On the design space between molecular mechanics and machine learning force fields
Yuanqing Wang, Kenichiro Takaba, Michael S. Chen, Marcus Wieder, Yuzhi Xu, Tong Zhu, John Z. H. Zhang, Arnav Nagle, Kuang Yu, Xinyan Wang, Daniel J. Cole, Joshua A. Rackers, Kyunghyun Cho, Joe G. Greener, Peter Eastman, Stefano Martiniani, Mark E. Tuckerman
TL;DR
This paper maps the design space between traditional molecular mechanics and modern machine-learning force fields, arguing that current ML force fields, while accurate, remain prohibitively slow for large biomolecular systems. It synthesizes the core desiderata—especially invariance, linear scaling, energy conservation, differentiability, universality, and stability—and reviews the MM and MLFF building blocks, including energy decompositions, graph-based representations, and geometry-aware architectures. The authors propose a pathway to the next generation of force fields: fast, universally expressive models with physically informed biases, enabled by differentiable simulation, graph perception, and scalable data ecosystems; hybrid MM/ML approaches and foundation-model-inspired strategies are highlighted as plausible routes.

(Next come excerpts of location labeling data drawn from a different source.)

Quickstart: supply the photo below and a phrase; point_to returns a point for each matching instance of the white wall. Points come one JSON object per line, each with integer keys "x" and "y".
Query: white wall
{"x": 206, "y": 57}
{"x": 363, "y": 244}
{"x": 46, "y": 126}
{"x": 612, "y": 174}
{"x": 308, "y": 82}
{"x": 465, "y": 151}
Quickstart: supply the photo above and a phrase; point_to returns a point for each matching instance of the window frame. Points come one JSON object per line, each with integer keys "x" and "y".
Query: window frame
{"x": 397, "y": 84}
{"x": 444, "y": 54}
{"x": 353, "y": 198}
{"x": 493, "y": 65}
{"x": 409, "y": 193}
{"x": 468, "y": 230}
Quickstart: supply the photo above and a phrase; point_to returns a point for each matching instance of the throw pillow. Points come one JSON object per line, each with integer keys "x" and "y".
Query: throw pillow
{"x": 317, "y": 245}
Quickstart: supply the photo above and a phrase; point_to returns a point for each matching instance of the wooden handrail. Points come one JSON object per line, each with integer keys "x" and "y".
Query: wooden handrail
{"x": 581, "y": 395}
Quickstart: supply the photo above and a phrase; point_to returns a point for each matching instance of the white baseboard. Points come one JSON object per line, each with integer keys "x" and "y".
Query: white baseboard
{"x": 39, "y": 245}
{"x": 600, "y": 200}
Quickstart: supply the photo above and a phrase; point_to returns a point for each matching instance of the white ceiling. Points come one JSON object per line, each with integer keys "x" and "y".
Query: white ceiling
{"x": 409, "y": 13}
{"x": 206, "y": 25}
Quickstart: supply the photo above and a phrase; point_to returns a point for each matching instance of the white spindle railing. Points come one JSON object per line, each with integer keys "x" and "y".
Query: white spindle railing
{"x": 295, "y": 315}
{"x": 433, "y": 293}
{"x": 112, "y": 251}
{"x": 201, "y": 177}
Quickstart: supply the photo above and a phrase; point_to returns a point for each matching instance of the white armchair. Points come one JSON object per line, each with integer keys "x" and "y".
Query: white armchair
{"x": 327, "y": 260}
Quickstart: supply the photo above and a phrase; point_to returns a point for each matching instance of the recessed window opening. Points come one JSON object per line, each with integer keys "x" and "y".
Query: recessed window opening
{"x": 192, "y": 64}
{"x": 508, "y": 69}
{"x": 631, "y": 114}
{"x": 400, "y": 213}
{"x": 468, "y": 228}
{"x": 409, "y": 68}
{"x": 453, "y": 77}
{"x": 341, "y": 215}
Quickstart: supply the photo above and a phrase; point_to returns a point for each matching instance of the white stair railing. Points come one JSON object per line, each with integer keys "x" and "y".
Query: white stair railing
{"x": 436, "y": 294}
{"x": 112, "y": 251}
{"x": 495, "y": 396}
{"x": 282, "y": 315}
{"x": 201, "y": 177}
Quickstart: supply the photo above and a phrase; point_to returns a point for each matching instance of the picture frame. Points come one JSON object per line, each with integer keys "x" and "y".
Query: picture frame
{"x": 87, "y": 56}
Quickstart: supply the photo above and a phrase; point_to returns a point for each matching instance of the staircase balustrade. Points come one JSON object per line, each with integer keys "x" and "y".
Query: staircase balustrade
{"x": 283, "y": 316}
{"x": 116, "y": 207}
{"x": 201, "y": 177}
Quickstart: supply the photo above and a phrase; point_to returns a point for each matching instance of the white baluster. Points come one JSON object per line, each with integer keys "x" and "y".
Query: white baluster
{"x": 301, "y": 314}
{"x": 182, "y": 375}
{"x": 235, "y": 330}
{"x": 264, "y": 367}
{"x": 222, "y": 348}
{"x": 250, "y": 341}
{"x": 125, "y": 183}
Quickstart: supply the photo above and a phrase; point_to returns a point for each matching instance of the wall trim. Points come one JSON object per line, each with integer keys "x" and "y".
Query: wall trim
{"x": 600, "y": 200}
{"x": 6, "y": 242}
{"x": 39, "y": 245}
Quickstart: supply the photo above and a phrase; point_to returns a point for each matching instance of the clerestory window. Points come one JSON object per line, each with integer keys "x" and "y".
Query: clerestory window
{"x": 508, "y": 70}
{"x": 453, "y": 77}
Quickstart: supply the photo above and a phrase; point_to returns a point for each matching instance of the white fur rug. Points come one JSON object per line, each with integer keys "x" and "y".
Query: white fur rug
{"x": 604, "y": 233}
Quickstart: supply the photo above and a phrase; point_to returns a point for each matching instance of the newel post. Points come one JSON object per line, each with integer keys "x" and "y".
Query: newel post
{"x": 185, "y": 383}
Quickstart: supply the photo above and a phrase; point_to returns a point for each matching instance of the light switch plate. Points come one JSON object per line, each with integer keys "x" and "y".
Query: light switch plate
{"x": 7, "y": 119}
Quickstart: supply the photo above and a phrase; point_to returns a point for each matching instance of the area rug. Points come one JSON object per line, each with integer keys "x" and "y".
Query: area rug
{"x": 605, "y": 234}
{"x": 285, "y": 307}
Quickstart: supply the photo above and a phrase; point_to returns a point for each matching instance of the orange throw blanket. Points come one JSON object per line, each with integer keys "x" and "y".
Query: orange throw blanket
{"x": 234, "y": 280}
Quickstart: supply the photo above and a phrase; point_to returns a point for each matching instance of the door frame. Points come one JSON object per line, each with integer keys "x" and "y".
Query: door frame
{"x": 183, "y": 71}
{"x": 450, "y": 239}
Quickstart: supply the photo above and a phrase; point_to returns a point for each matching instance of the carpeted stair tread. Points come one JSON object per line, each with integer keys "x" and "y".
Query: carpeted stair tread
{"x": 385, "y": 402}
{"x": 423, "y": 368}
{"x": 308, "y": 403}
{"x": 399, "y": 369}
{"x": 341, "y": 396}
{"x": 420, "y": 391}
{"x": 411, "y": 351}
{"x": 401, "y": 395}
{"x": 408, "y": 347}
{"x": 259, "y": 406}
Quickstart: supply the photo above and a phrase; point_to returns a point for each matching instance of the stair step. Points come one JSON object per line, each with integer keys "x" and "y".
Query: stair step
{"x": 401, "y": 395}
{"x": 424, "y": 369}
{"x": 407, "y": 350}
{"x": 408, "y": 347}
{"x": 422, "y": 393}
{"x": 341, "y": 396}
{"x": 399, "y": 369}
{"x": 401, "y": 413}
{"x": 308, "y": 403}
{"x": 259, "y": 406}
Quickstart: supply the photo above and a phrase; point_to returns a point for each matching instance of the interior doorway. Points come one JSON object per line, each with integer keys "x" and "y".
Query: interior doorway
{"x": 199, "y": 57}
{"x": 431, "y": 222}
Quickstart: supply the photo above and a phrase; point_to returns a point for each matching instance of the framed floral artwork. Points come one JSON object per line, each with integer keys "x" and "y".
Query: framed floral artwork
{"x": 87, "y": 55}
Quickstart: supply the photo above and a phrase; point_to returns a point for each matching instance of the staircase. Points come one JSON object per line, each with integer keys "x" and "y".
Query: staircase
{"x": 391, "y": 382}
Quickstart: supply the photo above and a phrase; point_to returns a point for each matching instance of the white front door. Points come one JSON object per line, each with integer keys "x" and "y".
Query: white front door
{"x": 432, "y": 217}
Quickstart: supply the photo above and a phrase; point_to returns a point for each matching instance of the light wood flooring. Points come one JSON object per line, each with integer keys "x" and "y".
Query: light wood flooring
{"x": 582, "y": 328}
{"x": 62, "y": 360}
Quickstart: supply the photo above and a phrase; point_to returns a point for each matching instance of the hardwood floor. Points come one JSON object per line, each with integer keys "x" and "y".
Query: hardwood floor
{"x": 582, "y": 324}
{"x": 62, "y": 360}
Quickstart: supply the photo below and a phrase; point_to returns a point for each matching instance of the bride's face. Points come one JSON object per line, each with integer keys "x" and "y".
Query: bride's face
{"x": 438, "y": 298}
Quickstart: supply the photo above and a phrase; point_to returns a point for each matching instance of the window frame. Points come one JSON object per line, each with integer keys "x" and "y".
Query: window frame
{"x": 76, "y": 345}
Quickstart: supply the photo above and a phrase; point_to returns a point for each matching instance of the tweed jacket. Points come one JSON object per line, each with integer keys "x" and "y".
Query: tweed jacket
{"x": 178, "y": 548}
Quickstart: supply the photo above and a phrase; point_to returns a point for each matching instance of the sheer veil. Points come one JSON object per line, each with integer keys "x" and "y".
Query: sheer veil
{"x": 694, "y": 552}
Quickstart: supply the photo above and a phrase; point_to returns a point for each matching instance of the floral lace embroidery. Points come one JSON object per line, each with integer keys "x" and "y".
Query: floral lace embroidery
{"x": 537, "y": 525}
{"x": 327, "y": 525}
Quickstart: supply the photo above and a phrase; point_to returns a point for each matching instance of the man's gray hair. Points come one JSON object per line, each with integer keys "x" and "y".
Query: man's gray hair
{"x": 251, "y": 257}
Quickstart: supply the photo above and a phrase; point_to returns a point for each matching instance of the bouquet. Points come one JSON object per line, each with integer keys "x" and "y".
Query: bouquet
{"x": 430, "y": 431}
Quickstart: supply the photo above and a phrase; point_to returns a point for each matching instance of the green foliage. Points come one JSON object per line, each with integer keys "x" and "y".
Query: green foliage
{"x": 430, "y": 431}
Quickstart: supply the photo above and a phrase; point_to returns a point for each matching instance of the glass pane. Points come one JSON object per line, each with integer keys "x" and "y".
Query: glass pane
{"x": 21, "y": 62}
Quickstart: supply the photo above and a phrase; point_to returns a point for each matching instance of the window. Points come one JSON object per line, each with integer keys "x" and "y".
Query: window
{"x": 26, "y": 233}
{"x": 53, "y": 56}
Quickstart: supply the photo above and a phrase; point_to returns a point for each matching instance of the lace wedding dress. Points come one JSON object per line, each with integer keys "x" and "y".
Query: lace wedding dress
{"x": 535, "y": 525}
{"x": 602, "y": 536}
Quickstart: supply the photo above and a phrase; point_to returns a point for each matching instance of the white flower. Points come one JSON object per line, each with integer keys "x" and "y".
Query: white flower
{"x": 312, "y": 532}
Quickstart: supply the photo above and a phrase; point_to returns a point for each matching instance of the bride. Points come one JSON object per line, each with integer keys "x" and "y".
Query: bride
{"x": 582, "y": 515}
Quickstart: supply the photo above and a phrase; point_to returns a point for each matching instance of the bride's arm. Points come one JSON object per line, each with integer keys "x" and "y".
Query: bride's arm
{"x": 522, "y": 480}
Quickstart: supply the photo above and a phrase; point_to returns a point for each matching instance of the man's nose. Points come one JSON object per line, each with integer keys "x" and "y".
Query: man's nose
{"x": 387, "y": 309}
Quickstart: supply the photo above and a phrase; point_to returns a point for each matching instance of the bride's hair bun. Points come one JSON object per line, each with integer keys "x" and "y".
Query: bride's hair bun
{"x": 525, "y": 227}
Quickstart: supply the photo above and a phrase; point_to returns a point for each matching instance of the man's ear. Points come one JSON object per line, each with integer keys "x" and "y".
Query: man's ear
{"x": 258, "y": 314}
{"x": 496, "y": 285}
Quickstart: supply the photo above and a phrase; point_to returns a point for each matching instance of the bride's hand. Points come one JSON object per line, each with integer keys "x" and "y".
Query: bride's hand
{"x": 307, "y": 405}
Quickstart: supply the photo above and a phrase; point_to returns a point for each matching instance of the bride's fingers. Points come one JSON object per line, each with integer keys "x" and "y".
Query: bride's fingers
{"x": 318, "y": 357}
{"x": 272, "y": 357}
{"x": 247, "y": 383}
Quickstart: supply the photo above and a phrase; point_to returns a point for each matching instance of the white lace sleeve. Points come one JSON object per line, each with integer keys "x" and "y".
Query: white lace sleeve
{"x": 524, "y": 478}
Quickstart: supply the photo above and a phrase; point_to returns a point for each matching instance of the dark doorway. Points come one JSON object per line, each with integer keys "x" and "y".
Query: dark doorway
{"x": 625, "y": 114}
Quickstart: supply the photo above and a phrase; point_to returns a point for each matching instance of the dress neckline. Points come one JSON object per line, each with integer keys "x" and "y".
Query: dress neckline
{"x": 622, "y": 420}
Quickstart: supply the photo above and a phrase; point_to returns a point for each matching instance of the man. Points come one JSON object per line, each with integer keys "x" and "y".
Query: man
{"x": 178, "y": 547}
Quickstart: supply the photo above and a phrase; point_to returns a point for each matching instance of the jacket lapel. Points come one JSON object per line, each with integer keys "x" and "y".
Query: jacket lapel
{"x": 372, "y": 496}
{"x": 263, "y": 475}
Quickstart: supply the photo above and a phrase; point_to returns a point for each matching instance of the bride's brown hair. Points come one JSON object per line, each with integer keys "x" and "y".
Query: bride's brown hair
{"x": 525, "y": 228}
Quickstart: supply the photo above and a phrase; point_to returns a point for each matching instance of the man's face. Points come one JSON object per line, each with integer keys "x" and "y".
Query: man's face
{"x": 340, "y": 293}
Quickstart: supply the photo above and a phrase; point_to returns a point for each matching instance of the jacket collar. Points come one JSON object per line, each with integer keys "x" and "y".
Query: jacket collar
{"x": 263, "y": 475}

They emphasize practical considerations such as datasets, training practices, and the integration of ML plugins into MM platforms, concluding that achieving a fast yet QM-accurate force field would have substantial practical impact for biomolecular modeling and drug discovery.
Abstract
A force field as accurate as quantum mechanics (QM) and as fast as molecular mechanics (MM), with which one can simulate a biomolecular system efficiently enough and meaningfully enough to get quantitative insights, is among the most ardent dreams of biophysicists -- a dream, nevertheless, not to be fulfilled any time soon. Machine learning force fields (MLFFs) represent a meaningful endeavor towards this direction, where differentiable neural functions are parametrized to fit ab initio energies, and furthermore forces through automatic differentiation. We argue that, as of now, the utility of the MLFF models is no longer bottlenecked by accuracy but primarily by their speed (as well as stability and generalizability), as many recent variants, on limited chemical spaces, have long surpassed the chemical accuracy of $1$ kcal/mol -- the empirical threshold beyond which realistic chemical predictions are possible -- though still magnitudes slower than MM. Hoping to kindle explorations and designs of faster, albeit perhaps slightly less accurate MLFFs, in this review, we focus our attention on the design space (the speed-accuracy tradeoff) between MM and ML force fields. After a brief review of the building blocks of force fields of either kind, we discuss the desired properties and challenges now faced by the force field development community, survey the efforts to make MM force fields more accurate and ML force fields faster, envision what the next generation of MLFF might look like.